To prevent lower-order local buckling of H-section steel core, an improved type of buckling-restrained braces named buckling-restrained brace with H-section steel core was proposed by the authors. This article further investigates the effect of configuration details on seismic performance of buckling-restrained braces with H-section steel core and compares two half-wavelength calculation methods for higher-order local buckling of H-section steel core. First, quasi-static cyclic tests are described on two newly designed buckling-restrained braces with H-section steel cores and another buckling-restrained brace with flat steel core. Then, Bleich’s and Lundquist’s methods are reviewed for evaluating half wavelength of higher-order local buckling based on elastoplastic buckling theory of plates and compared with the test results of four buckling-restrained braces with H-section steel core including the two from a previous test. It is found from the test results that due to H-section steel core’s higher self-stability, the compression force fluctuation was not observed on the hysteretic loops of buckling-restrained brace with H-section steel core with even larger clearance but on the buckling-restrained brace with flat core.
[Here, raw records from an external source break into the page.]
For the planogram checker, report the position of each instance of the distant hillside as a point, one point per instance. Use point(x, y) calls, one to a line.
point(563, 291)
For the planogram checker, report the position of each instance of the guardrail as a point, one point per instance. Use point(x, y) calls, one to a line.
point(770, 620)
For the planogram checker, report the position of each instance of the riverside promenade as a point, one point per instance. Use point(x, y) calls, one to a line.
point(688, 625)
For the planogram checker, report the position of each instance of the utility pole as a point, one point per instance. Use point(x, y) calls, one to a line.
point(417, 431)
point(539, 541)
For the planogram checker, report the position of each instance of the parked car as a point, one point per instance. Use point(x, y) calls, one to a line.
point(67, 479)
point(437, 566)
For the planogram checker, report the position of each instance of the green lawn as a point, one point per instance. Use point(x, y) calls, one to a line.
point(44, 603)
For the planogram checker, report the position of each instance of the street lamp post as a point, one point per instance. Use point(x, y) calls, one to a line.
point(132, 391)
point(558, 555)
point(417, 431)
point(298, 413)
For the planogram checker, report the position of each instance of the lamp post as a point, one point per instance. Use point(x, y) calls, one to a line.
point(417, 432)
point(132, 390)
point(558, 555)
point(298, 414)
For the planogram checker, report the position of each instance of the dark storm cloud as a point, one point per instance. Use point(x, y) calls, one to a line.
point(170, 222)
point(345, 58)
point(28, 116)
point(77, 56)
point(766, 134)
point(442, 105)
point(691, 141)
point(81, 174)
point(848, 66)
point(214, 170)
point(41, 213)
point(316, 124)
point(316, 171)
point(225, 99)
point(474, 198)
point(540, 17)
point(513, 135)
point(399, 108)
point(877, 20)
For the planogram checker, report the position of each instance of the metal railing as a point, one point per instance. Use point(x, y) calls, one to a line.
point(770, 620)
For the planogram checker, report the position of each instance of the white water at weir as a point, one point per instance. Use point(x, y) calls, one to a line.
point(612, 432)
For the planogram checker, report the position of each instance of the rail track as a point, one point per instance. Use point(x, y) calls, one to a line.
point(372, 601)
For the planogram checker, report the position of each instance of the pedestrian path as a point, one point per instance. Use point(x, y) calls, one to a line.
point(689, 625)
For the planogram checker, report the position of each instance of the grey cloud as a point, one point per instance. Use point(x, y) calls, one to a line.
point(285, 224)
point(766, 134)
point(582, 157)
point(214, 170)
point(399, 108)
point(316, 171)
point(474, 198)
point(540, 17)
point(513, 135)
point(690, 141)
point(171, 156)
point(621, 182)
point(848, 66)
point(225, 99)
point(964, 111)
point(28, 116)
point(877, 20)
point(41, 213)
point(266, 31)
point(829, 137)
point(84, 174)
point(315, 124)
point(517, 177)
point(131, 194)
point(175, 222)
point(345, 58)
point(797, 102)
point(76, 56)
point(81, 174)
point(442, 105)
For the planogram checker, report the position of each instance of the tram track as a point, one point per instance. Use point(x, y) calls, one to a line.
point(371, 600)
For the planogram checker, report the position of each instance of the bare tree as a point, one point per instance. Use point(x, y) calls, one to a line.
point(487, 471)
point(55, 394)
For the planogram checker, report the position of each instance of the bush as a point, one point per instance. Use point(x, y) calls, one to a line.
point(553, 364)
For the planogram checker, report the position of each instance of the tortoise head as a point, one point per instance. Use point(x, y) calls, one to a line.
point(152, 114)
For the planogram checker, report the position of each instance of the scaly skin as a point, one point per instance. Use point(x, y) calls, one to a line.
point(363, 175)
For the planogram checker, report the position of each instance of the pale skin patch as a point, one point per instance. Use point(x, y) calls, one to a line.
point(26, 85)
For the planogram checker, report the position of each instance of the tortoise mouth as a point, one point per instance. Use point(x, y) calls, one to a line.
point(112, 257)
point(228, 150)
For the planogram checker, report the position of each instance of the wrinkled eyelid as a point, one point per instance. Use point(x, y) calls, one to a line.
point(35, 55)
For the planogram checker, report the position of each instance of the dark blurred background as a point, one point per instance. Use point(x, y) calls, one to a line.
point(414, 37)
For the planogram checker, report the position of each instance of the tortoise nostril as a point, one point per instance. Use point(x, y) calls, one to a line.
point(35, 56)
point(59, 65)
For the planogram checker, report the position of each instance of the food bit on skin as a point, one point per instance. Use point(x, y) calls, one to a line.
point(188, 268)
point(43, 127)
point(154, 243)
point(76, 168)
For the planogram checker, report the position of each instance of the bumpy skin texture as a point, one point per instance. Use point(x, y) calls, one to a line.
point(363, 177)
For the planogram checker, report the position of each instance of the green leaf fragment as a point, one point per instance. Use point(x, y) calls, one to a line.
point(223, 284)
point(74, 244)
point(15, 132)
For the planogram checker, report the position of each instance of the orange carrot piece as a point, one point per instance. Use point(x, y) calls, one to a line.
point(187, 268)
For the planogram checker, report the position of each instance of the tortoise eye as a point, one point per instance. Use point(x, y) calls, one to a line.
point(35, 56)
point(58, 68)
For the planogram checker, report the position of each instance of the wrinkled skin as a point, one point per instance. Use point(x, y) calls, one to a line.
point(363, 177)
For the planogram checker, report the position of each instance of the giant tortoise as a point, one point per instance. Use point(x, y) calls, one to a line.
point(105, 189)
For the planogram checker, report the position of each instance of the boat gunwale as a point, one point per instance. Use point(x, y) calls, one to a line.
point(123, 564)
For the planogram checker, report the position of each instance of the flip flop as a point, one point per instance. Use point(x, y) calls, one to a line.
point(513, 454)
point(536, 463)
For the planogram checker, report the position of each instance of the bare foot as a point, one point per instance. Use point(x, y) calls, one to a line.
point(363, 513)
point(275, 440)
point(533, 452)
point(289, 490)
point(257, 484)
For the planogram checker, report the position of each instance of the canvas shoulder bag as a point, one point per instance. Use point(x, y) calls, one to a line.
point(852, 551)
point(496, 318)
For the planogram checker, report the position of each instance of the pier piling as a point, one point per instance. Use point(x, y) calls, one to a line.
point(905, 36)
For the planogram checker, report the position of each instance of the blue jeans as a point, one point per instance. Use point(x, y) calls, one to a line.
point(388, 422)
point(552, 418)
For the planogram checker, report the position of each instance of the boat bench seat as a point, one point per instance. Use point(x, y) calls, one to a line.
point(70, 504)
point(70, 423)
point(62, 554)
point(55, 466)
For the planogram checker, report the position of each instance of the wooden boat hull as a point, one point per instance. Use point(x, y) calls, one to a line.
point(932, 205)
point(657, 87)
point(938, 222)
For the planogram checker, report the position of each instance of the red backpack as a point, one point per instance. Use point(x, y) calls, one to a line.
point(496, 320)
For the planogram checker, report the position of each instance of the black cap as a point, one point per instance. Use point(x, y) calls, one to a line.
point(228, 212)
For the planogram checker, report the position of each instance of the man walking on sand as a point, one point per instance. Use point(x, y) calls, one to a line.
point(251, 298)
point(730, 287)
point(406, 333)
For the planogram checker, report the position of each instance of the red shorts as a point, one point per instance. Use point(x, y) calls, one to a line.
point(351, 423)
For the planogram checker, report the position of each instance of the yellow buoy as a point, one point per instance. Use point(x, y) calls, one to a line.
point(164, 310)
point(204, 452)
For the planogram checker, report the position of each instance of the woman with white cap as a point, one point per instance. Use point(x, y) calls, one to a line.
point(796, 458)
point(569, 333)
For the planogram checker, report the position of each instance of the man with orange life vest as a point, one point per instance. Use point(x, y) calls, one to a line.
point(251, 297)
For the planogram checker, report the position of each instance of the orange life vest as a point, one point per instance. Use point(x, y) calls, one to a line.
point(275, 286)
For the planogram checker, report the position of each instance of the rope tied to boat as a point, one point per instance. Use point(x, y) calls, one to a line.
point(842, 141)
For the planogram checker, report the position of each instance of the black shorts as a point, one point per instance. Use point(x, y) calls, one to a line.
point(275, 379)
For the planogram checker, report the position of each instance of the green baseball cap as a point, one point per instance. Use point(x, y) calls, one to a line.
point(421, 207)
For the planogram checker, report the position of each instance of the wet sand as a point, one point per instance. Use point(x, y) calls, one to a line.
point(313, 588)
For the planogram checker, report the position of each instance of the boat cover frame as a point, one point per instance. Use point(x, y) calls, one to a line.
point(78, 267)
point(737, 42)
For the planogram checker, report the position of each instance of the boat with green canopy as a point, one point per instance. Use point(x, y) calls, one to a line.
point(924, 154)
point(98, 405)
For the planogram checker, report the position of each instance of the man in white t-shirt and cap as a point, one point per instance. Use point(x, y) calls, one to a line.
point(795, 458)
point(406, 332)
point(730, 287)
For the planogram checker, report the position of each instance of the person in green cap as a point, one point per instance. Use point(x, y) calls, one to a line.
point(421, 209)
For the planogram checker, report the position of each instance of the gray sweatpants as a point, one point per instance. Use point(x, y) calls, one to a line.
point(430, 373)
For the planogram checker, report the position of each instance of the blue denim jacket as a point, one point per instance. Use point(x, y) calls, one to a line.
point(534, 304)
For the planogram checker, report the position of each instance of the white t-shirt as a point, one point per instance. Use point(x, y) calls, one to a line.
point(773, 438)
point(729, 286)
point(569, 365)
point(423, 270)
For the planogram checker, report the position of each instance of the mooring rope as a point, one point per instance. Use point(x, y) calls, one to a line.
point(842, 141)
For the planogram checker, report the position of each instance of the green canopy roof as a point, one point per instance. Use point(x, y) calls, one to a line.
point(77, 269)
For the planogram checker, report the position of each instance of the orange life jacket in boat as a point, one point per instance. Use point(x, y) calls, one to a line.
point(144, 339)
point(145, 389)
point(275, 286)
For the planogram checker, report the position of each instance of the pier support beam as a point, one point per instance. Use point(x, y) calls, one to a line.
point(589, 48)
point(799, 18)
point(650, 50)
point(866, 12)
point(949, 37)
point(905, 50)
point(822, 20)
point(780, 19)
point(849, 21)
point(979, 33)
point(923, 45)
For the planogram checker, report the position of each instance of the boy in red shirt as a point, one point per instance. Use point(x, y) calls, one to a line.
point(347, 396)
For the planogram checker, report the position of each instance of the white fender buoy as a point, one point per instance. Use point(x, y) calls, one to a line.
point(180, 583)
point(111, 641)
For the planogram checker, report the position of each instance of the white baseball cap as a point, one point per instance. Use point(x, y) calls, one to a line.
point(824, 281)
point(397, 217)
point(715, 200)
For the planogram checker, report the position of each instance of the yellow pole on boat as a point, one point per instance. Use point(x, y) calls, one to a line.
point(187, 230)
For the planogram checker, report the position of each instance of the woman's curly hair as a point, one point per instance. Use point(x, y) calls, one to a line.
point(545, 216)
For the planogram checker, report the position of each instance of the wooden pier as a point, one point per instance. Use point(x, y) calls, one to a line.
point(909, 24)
The buckling-restrained brace with H-section steel core was also advantageous over the buckling-restrained brace with flat core in terms of having lower compression strength adjustment factor β. A stopper in the middle of the core member and the gradual change of cross section of the core plate around the end of stiffeners could help to improve the fatigue performance of buckling-restrained braces. The test results also confirmed that Lundquist’s theory was more reliable for evaluating the half wavelength of higher-order local buckling for H-section steel core.